For presentation sake, Zio Felice
Physically he has been described as 2’x4’, the ‘Little half a Cigar’ and my own descriptions, a Joe Stalin wanna-be, long handle-bar mustache and a pair of feet with a hat. He wasn’t very tall yet in his immediate family he towered over everyone at 4’7”. The family got to calling him stretch until he heard it one day and that stopped.

Zio always wore a suit and tie, he was the gang foreman in a construction company and the father of 19 children! Not only was his family large, but he was starting his own Italian neighborhood! Grey fedora, brown suit and tie, black shoes, he made a fashion statement, mainly: “Where are my brown shoes?”

Every night his kids would stand behind their chairs until the little dictator arrived. Once Mr. Stalin sat down, all 19 would then assume their positions around the table and wait for Papa to stick the first few ziti in his mouth. If you are wondering what his hobby was, I just told you.

A story goes that when he came to this country on the boat from Italy, someone told him there was NO macaroni in America, in which he then headed toward the railing to jump overboard and swim back to Italia. What stopped him? He couldn’t find his brown shoes to take with him.

He was a complex man if someone wanted to further their education, say go onto 8th grade, you needed the approval of Zio. Like El Excelente’ in the 70’s coffee commercial, he would give his nod, and the joyous population, all 19 would stand up and cheer, sometimes on a chair to be seen.

He lived on a short fuse, ready to ignite over the littlest of issues such as: “Where’sa my browner shoes?”, and “You gotta bigger plate for this ziti?”

Zio was also a teacher. My Uncle Joe while waiting for an acceptance letter from Harvard or Yale, went to work on Zio’s gang. He was assigned the job of hauling bricks up on a gang plank to the next story being built, the bricks in a wheel barrel. As the first day wore on, around lunch time Uncle Joe went to Zio and showed him his hands, cut and bleeding from blisters.

Zio: “Avete mani molli!”
Uncle Joe: “Whatta I do?”
Zio: “Va l'orina su loro, quella li indurirà.”

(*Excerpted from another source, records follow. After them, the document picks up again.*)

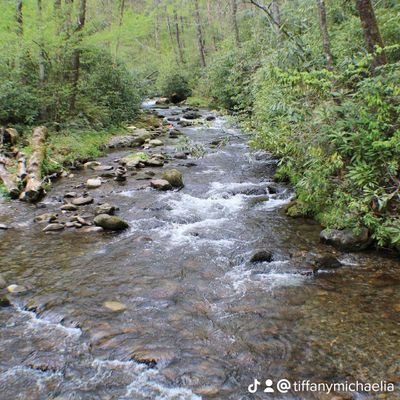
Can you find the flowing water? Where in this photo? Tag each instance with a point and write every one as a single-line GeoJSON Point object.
{"type": "Point", "coordinates": [209, 319]}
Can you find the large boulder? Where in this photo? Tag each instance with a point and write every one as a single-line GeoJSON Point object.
{"type": "Point", "coordinates": [192, 115]}
{"type": "Point", "coordinates": [160, 184]}
{"type": "Point", "coordinates": [93, 183]}
{"type": "Point", "coordinates": [174, 177]}
{"type": "Point", "coordinates": [346, 239]}
{"type": "Point", "coordinates": [3, 282]}
{"type": "Point", "coordinates": [82, 201]}
{"type": "Point", "coordinates": [134, 160]}
{"type": "Point", "coordinates": [105, 208]}
{"type": "Point", "coordinates": [261, 256]}
{"type": "Point", "coordinates": [110, 222]}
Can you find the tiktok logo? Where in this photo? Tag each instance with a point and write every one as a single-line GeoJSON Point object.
{"type": "Point", "coordinates": [253, 388]}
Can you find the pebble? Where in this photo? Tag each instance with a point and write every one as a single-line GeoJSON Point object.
{"type": "Point", "coordinates": [81, 201]}
{"type": "Point", "coordinates": [114, 306]}
{"type": "Point", "coordinates": [53, 228]}
{"type": "Point", "coordinates": [69, 207]}
{"type": "Point", "coordinates": [93, 183]}
{"type": "Point", "coordinates": [14, 289]}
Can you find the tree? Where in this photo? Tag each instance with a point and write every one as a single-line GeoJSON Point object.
{"type": "Point", "coordinates": [372, 35]}
{"type": "Point", "coordinates": [326, 42]}
{"type": "Point", "coordinates": [235, 23]}
{"type": "Point", "coordinates": [276, 16]}
{"type": "Point", "coordinates": [76, 55]}
{"type": "Point", "coordinates": [19, 18]}
{"type": "Point", "coordinates": [200, 36]}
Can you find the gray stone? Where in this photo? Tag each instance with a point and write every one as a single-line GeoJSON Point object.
{"type": "Point", "coordinates": [91, 164]}
{"type": "Point", "coordinates": [174, 177]}
{"type": "Point", "coordinates": [105, 209]}
{"type": "Point", "coordinates": [155, 162]}
{"type": "Point", "coordinates": [180, 156]}
{"type": "Point", "coordinates": [92, 229]}
{"type": "Point", "coordinates": [346, 239]}
{"type": "Point", "coordinates": [326, 262]}
{"type": "Point", "coordinates": [160, 184]}
{"type": "Point", "coordinates": [156, 142]}
{"type": "Point", "coordinates": [4, 302]}
{"type": "Point", "coordinates": [81, 201]}
{"type": "Point", "coordinates": [110, 222]}
{"type": "Point", "coordinates": [70, 195]}
{"type": "Point", "coordinates": [15, 289]}
{"type": "Point", "coordinates": [192, 115]}
{"type": "Point", "coordinates": [69, 207]}
{"type": "Point", "coordinates": [3, 282]}
{"type": "Point", "coordinates": [93, 183]}
{"type": "Point", "coordinates": [103, 168]}
{"type": "Point", "coordinates": [261, 256]}
{"type": "Point", "coordinates": [45, 218]}
{"type": "Point", "coordinates": [53, 228]}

So, behind the building, Uncle Joe went to piss on his hands to make them hardened, just as Zio said he should.

It was World War II, and being he was a tyrant, he had a son who wished to become a priest, and Zio wouldn’t hear it. His son decided to join the army to get away from his father, and landed on Anzio beach, not far from his father’s birthplace, where he died fighting for his country. Had his father relented, he would have lived.

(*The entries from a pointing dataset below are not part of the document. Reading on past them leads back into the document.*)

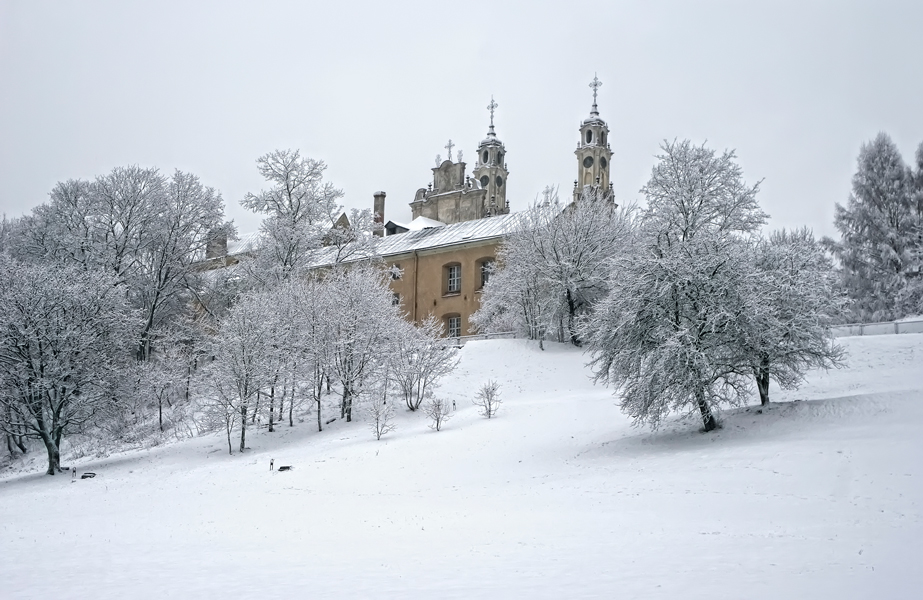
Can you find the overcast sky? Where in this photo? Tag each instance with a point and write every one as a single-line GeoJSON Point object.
{"type": "Point", "coordinates": [376, 89]}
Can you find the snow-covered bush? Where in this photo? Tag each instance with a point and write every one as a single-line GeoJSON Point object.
{"type": "Point", "coordinates": [488, 399]}
{"type": "Point", "coordinates": [437, 409]}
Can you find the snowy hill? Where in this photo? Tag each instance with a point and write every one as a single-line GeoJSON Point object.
{"type": "Point", "coordinates": [557, 497]}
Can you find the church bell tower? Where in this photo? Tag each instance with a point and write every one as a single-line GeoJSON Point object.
{"type": "Point", "coordinates": [593, 153]}
{"type": "Point", "coordinates": [490, 169]}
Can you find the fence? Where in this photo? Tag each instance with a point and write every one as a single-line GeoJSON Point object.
{"type": "Point", "coordinates": [889, 327]}
{"type": "Point", "coordinates": [462, 340]}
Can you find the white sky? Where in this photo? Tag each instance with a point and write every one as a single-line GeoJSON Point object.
{"type": "Point", "coordinates": [376, 89]}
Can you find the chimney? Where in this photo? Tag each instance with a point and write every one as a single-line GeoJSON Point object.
{"type": "Point", "coordinates": [379, 209]}
{"type": "Point", "coordinates": [217, 246]}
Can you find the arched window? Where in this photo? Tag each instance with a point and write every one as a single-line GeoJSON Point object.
{"type": "Point", "coordinates": [485, 268]}
{"type": "Point", "coordinates": [451, 274]}
{"type": "Point", "coordinates": [452, 324]}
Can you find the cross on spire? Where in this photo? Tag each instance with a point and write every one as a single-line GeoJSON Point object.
{"type": "Point", "coordinates": [595, 84]}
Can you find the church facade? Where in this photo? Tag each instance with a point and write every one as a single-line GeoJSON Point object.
{"type": "Point", "coordinates": [459, 222]}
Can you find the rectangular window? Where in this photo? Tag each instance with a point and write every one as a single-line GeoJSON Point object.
{"type": "Point", "coordinates": [454, 326]}
{"type": "Point", "coordinates": [485, 271]}
{"type": "Point", "coordinates": [453, 279]}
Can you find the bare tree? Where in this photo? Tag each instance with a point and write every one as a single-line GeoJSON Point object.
{"type": "Point", "coordinates": [380, 412]}
{"type": "Point", "coordinates": [668, 335]}
{"type": "Point", "coordinates": [488, 399]}
{"type": "Point", "coordinates": [65, 341]}
{"type": "Point", "coordinates": [437, 409]}
{"type": "Point", "coordinates": [420, 357]}
{"type": "Point", "coordinates": [300, 209]}
{"type": "Point", "coordinates": [790, 311]}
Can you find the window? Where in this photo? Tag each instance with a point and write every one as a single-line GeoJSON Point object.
{"type": "Point", "coordinates": [453, 279]}
{"type": "Point", "coordinates": [485, 265]}
{"type": "Point", "coordinates": [453, 325]}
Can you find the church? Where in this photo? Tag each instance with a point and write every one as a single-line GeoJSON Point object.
{"type": "Point", "coordinates": [443, 255]}
{"type": "Point", "coordinates": [459, 221]}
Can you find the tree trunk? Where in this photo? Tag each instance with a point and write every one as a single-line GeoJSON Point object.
{"type": "Point", "coordinates": [227, 425]}
{"type": "Point", "coordinates": [54, 455]}
{"type": "Point", "coordinates": [243, 427]}
{"type": "Point", "coordinates": [291, 408]}
{"type": "Point", "coordinates": [708, 419]}
{"type": "Point", "coordinates": [762, 379]}
{"type": "Point", "coordinates": [272, 406]}
{"type": "Point", "coordinates": [571, 313]}
{"type": "Point", "coordinates": [320, 423]}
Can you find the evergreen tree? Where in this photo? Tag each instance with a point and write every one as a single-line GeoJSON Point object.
{"type": "Point", "coordinates": [879, 248]}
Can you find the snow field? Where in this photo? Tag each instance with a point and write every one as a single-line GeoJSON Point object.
{"type": "Point", "coordinates": [556, 497]}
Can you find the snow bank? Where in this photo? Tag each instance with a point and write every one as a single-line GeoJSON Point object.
{"type": "Point", "coordinates": [557, 496]}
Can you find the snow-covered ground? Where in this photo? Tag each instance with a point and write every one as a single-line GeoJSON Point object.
{"type": "Point", "coordinates": [557, 497]}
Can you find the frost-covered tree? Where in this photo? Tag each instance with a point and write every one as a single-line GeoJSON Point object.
{"type": "Point", "coordinates": [488, 399]}
{"type": "Point", "coordinates": [356, 239]}
{"type": "Point", "coordinates": [667, 334]}
{"type": "Point", "coordinates": [419, 357]}
{"type": "Point", "coordinates": [555, 266]}
{"type": "Point", "coordinates": [879, 250]}
{"type": "Point", "coordinates": [188, 215]}
{"type": "Point", "coordinates": [362, 320]}
{"type": "Point", "coordinates": [300, 209]}
{"type": "Point", "coordinates": [791, 306]}
{"type": "Point", "coordinates": [315, 338]}
{"type": "Point", "coordinates": [437, 409]}
{"type": "Point", "coordinates": [380, 412]}
{"type": "Point", "coordinates": [243, 360]}
{"type": "Point", "coordinates": [65, 339]}
{"type": "Point", "coordinates": [517, 296]}
{"type": "Point", "coordinates": [146, 230]}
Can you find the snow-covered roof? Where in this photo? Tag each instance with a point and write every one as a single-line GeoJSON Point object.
{"type": "Point", "coordinates": [246, 242]}
{"type": "Point", "coordinates": [438, 236]}
{"type": "Point", "coordinates": [421, 223]}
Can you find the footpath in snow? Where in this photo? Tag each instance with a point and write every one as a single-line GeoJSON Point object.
{"type": "Point", "coordinates": [557, 497]}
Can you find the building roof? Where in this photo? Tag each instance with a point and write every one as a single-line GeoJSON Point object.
{"type": "Point", "coordinates": [245, 243]}
{"type": "Point", "coordinates": [418, 224]}
{"type": "Point", "coordinates": [435, 237]}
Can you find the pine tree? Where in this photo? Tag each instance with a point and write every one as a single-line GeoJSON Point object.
{"type": "Point", "coordinates": [879, 227]}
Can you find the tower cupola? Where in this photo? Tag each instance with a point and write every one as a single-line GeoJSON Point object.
{"type": "Point", "coordinates": [490, 170]}
{"type": "Point", "coordinates": [593, 152]}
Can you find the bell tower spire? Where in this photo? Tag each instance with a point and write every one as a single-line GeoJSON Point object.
{"type": "Point", "coordinates": [490, 170]}
{"type": "Point", "coordinates": [593, 152]}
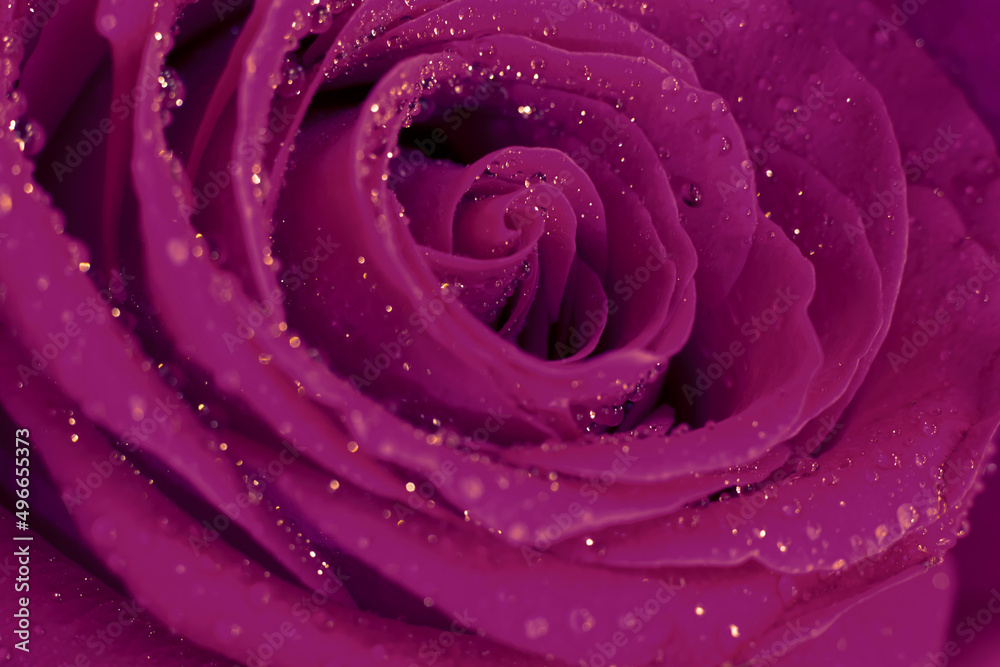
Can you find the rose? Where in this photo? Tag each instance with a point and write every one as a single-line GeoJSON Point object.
{"type": "Point", "coordinates": [768, 360]}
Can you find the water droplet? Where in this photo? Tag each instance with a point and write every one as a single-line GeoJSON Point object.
{"type": "Point", "coordinates": [581, 620]}
{"type": "Point", "coordinates": [691, 195]}
{"type": "Point", "coordinates": [536, 628]}
{"type": "Point", "coordinates": [104, 531]}
{"type": "Point", "coordinates": [293, 78]}
{"type": "Point", "coordinates": [907, 515]}
{"type": "Point", "coordinates": [806, 466]}
{"type": "Point", "coordinates": [320, 16]}
{"type": "Point", "coordinates": [173, 89]}
{"type": "Point", "coordinates": [787, 590]}
{"type": "Point", "coordinates": [30, 136]}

Many years later on a Saturday morning when I was about 12 years old, my Dad said to me: “I have to take your Mother somewhere. I expect Zio Felice to come with Grandma and your Aunt to see our house for the first time. If he comes while I’m away, show him around.” Sure enough, the entourage arrives with a flourish, as the little Stretch steps from the car and I greet him. I immediately escort him and those that follow to the house, through all the rooms, and finally, take him back outside to the front of the house at his request. “Tella me, awhata you doer over here?” “What do you mean?” say I. He points to a spot off center of the lawn, about halfway toward the street, and says to me: Wella over here a you puta the bricks ina a nicea big circle an in the middle a here you puta the flaga pole.” “Ona the bottom ofa the flaga pole you puta the flowersa, a nicer colors." “Then I put a nicea picture ova Garibaldi” I whispered under my breath.

He died in the early 1970’s, at the tender age of 93, it might have been the DiNapoli Cigars that did it!